Abstract Gram‐negative sepsis, a leading cause of intensive care unit mortality, is exacerbated by dysregulated host inflammation and escalating antimicrobial resistance. The release of lipopolysaccharide (LPS) following antibiotic treatment and the resulting proinflammatory cascade necessitate the simultaneous application of effective inflammation management. Herein, a series of selenium‐functionalized polypeptides are developed with the reversible redox properties of selenium and positive charge units, having negative antibacterial and anti‐inflammatory synchronously. The optimal peptide, PSe 50 ‐CF, can effectively kill many Gram‐negative bacteria, including E. coli , P. aeruginosa , and A. baumannii belonging to the ESCAPE family. PSe 50 ‐CF disrupts outer membrane integrity and inhibits LPS biosynthesis via dual targeting of LPS and phospholipids and further downregulates critical genes for lipid A biosynthesis and the BamA component of the β‐barrel assembly machinery (BAM complex).
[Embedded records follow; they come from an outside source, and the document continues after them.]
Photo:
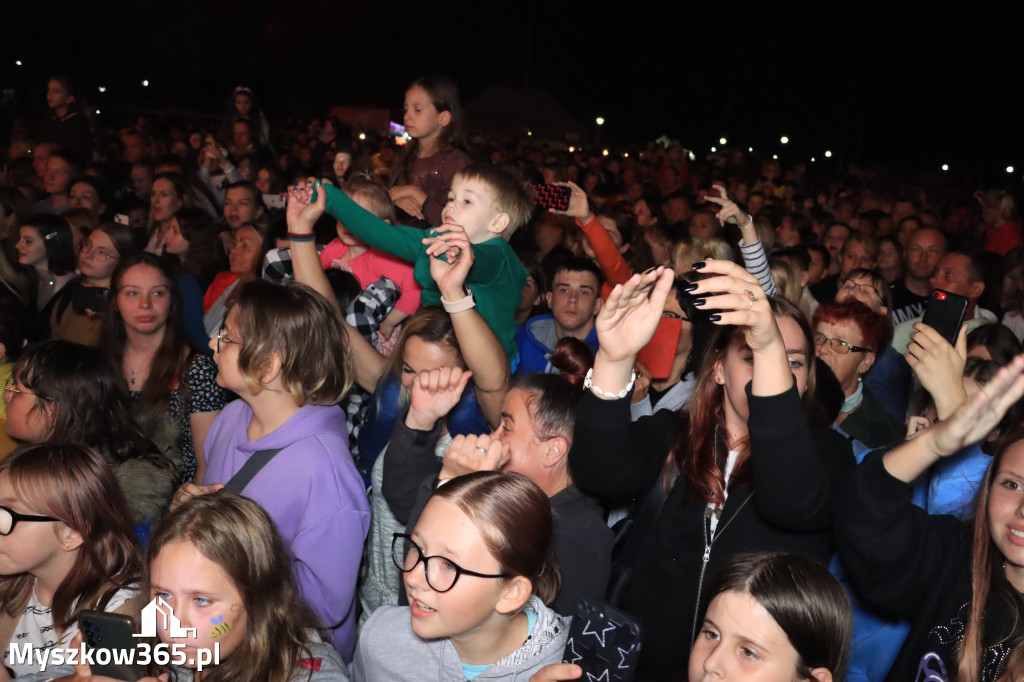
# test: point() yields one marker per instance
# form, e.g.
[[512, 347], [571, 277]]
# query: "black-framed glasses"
[[11, 386], [839, 345], [9, 518], [441, 572], [102, 255], [222, 336], [850, 284]]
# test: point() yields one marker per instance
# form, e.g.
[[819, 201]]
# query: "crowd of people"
[[375, 415]]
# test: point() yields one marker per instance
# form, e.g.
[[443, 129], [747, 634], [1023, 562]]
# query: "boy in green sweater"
[[485, 206]]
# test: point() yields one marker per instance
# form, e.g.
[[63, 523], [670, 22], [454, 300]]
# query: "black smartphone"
[[944, 313], [603, 641], [89, 298], [552, 197], [116, 633]]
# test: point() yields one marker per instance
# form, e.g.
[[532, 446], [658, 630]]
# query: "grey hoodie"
[[388, 650]]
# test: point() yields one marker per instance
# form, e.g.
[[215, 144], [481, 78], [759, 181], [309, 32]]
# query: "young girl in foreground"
[[65, 547], [478, 569], [218, 561], [960, 584]]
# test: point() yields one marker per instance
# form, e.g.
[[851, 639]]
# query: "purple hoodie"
[[314, 496]]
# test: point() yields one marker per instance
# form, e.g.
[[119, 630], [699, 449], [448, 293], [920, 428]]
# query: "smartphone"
[[552, 197], [89, 298], [274, 201], [603, 641], [944, 313], [660, 350], [115, 633]]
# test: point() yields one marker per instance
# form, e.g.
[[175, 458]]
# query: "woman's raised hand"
[[630, 315], [974, 419], [738, 300], [728, 212]]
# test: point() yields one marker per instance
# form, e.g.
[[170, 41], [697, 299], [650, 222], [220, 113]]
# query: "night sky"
[[910, 84]]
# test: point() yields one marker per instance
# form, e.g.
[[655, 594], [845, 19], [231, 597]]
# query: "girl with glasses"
[[478, 568], [66, 547], [79, 307]]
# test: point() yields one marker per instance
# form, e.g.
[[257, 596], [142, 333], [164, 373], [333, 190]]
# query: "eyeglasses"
[[9, 518], [12, 387], [441, 573], [101, 255], [849, 284], [839, 345], [222, 336]]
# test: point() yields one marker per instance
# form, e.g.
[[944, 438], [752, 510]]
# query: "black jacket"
[[918, 566], [795, 468]]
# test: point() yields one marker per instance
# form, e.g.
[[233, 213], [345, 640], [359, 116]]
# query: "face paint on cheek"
[[220, 627]]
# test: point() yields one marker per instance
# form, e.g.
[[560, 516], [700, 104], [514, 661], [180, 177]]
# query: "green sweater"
[[497, 278]]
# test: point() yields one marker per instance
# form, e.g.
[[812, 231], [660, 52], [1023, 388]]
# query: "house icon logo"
[[158, 608]]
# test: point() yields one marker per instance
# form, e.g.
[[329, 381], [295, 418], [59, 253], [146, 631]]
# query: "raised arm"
[[753, 251], [479, 345], [301, 216], [615, 269]]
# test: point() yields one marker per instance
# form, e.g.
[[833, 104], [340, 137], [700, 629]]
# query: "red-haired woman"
[[848, 337], [742, 469]]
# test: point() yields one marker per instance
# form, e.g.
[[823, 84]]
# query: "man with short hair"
[[574, 300], [961, 272], [924, 250]]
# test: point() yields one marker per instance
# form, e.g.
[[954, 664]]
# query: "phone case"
[[603, 641], [944, 313], [111, 631], [552, 197]]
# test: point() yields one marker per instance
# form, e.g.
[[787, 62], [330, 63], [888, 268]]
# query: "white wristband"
[[603, 394], [461, 304]]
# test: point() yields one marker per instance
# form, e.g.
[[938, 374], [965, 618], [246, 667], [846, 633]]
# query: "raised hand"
[[630, 315], [302, 213], [579, 206], [728, 211], [433, 394], [473, 453], [974, 419], [452, 271], [939, 366], [740, 301]]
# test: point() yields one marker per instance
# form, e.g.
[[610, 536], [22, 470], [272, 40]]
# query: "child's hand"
[[579, 207], [301, 213], [468, 454], [452, 242], [433, 394]]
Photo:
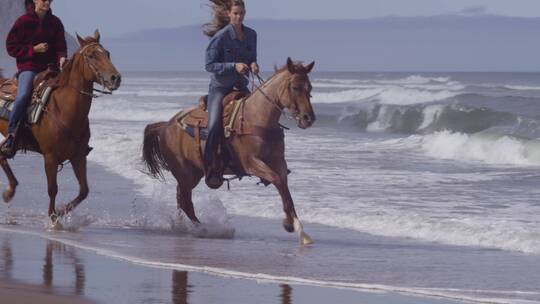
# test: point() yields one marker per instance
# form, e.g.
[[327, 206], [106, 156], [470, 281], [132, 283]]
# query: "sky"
[[116, 17]]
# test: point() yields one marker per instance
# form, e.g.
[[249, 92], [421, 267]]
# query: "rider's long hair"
[[220, 12]]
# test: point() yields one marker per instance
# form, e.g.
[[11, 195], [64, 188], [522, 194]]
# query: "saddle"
[[44, 83]]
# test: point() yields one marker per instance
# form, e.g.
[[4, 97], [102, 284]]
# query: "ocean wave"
[[385, 95], [488, 148]]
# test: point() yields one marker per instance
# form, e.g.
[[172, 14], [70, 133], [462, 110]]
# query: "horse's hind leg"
[[184, 190], [79, 168], [51, 167], [10, 190]]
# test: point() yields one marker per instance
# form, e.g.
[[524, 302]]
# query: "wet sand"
[[37, 267], [17, 293]]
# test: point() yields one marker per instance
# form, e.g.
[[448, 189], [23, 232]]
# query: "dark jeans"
[[24, 93], [215, 122]]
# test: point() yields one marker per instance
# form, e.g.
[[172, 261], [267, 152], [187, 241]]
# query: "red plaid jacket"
[[28, 31]]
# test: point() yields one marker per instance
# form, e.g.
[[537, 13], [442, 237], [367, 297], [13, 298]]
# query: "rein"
[[97, 74], [268, 99]]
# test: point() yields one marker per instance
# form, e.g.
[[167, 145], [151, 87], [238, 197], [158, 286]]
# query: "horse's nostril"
[[115, 79]]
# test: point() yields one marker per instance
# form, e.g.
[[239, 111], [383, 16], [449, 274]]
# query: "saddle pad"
[[34, 110]]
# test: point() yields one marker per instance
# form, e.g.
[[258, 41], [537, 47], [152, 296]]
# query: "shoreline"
[[82, 276], [21, 293]]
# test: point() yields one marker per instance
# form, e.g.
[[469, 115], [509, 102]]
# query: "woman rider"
[[231, 54], [37, 41]]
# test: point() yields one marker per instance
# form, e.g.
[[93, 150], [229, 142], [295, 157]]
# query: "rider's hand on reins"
[[255, 68], [241, 68], [41, 48]]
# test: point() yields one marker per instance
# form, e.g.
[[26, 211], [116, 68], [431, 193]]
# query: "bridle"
[[295, 114], [97, 74]]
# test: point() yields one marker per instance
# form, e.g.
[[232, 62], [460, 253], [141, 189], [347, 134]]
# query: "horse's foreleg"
[[184, 202], [10, 190], [291, 222], [184, 189], [79, 168], [51, 167]]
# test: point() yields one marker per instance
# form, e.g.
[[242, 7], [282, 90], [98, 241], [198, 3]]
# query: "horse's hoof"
[[305, 239], [8, 196], [289, 227]]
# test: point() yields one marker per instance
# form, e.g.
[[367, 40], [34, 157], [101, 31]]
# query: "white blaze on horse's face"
[[99, 61], [300, 95]]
Crucially, leveraging selenium's reversible redox and immune regulation properties, PSe 50 ‐CF exhibited potent anti‐inflammatory effects both in vitro and in vivo by neutralizing LPS and suppressing Toll‐like receptor 4 (TLR4) signaling, thereby blocking proinflammatory cytokines. This dual‐action mechanism translates to superior therapeutic efficacy in murine models of cecal ligation/puncture (CLP) sepsis and E. coli ‐induced peritonitis. Together, these findings position selenium‐functionalized polypeptides as a highly promising therapeutic strategy for Gram‐negative sepsis therapy and a paradigm for next‐generation antimicrobial design.